After Waters filed suit, she attempted to compel the City into disclosing Oppenheimer’s report during discovery.  Waters primarily argued that the report was not subject to attorney-client privilege because the document did not involve any legal advice, instead containing merely factual determinations.  In addition, Waters argued that even if the document was originally privileged, the City’s assertion of an avoidable consequences defense put the report at issue.  The trial court granted Waters’s motion to compel, and the City filed a petition for writ of mandate that the court of appeal denied.  However, after the California Supreme Court ordered the appellate court to show cause for denying the appeal, the court of appeal took up the matter.

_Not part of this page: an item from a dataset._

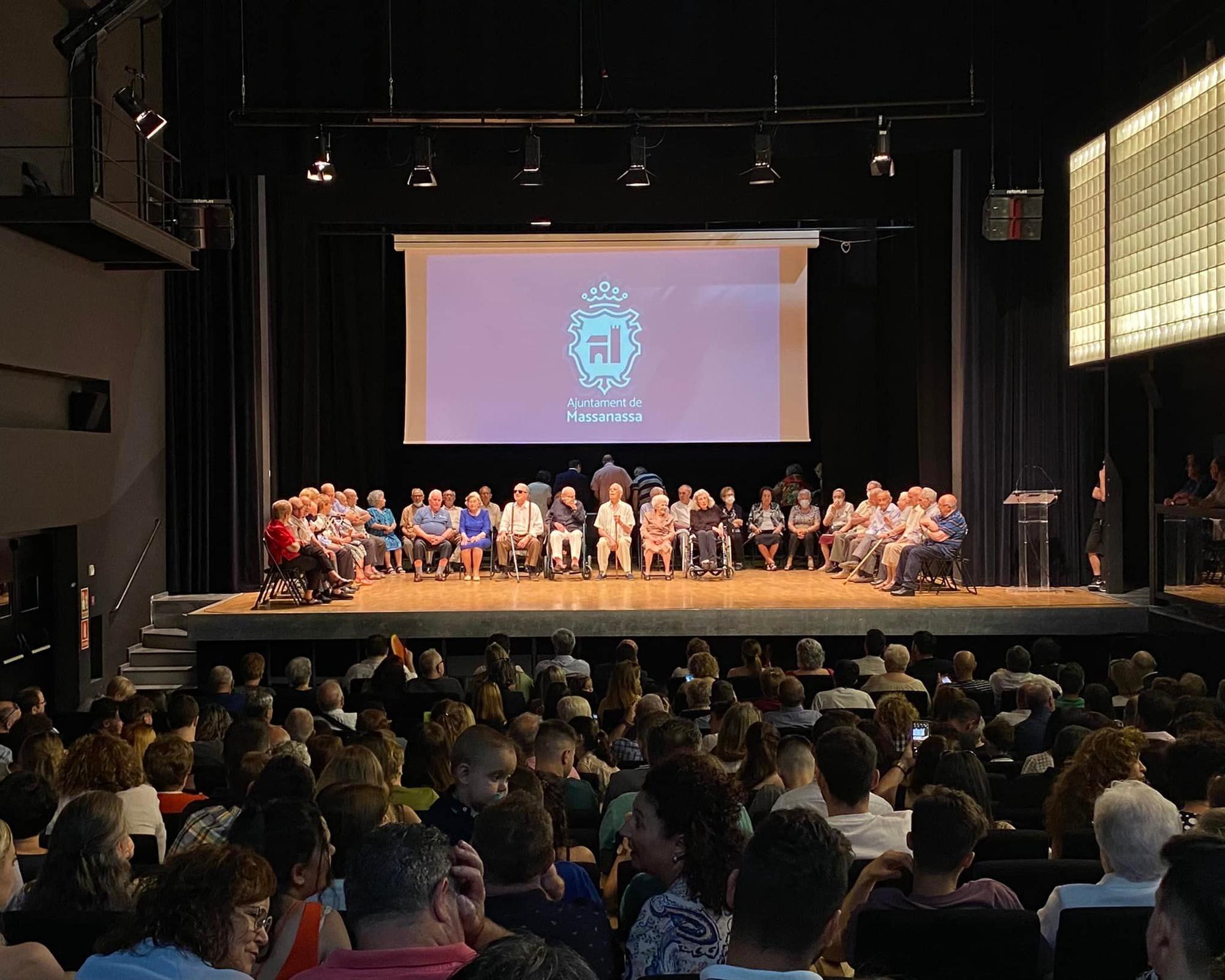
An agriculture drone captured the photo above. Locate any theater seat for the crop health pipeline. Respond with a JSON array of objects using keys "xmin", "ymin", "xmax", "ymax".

The court of appeal began by framing the issue through definitions.  An individual becomes a client when she retains an attorney and seeks, in the lawyer’s professional capacity, “legal service or advice.”  The court observed that when analyzing the attorney-client privilege, courts’ initial focus should be on “the dominant purpose of the relationship between attorney and client and not on the purpose served by the individual communication.”  Any communications made in the course of the attorney-client relationship are privileged regardless of their purpose.  Even facts that might be discoverable through other means can be protected by privilege.  The court also observed that “‘[t]he first step in the resolution of any legal problem is ascertaining the factual background and sifting through the facts with an eye to the legally relevant.’  It is for this reason that ‘fact-finding which pertains to legal advice counts as “professional legal services.”’”

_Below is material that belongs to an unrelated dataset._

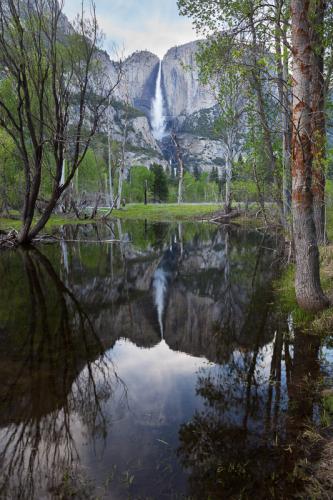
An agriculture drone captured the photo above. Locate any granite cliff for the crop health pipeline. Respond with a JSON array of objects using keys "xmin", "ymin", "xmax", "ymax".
[{"xmin": 108, "ymin": 42, "xmax": 224, "ymax": 171}]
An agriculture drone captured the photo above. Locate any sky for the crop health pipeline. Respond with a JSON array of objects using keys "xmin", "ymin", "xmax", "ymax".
[{"xmin": 64, "ymin": 0, "xmax": 197, "ymax": 58}]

Turning to the facts, the court observed that the City hired Oppenheimer in the wake of Waters’ EEOC complaint, anticipating litigation.  In addition, Oppenheimer was retained to use her expertise in employment law to investigate the facts based upon her “professional evaluation of the evidence.”  “Oppenheimer was expected to use her legal expertise to identify the pertinent facts, synthesize the evidence, and come to a conclusion as to what actually happened.  The dominant purpose of Oppenheimer’s representation was to provide professional legal services.”  Thus, almost by definition, the court held that Oppenheimer’s investigation and resulting report were legal services provided during a valid attorney-client relationship and therefore, protected by attorney-client privilege.

Further, the court held that the City did not waive the privilege when it offered an avoidable consequences defense to Waters’s claims.  That defense requires that the employer had reasonable steps available to prevent workplace harassment and the employee unreasonably failed to use such procedures.  Waters argued that the City put Oppenheimer’s report into issue because it was evidence of the City’s lack of reasonable harassment-prevention procedures.  However, the court noted that the defense focuses specifically on the time in which the plaintiff was an employee; any procedures before or after are irrelevant to the inquiry.  Therefore, because Oppenheimer’s investigation took place after Waters quit, the report was not relevant to the defense and the City did not waive its privilege by asserting the avoidable consequences defense.

City of Petaluma v. Waters provides a thorough explanation of the attorney-client privilege defense in the outside-counsel context.  It rightly notes that legal services, even if fact-based, can still be protected by privilege and are not easily waivable by affirmative defenses.  Though the entity asserting the privilege was a municipality, the court’s reasoning applies equally to private corporations.  The opinion joins a 2015 U.S. Court of Appeals for the D.C. Circuit decision, US ex rel. Barko v. Halliburton Company, et al. (see a WLF Legal Pulse post on the ruling here), as a further example of how courts should avoid an overly simplistic fact/opinion analysis in privilege disputes and instead look to the larger context surrounding the privilege claim.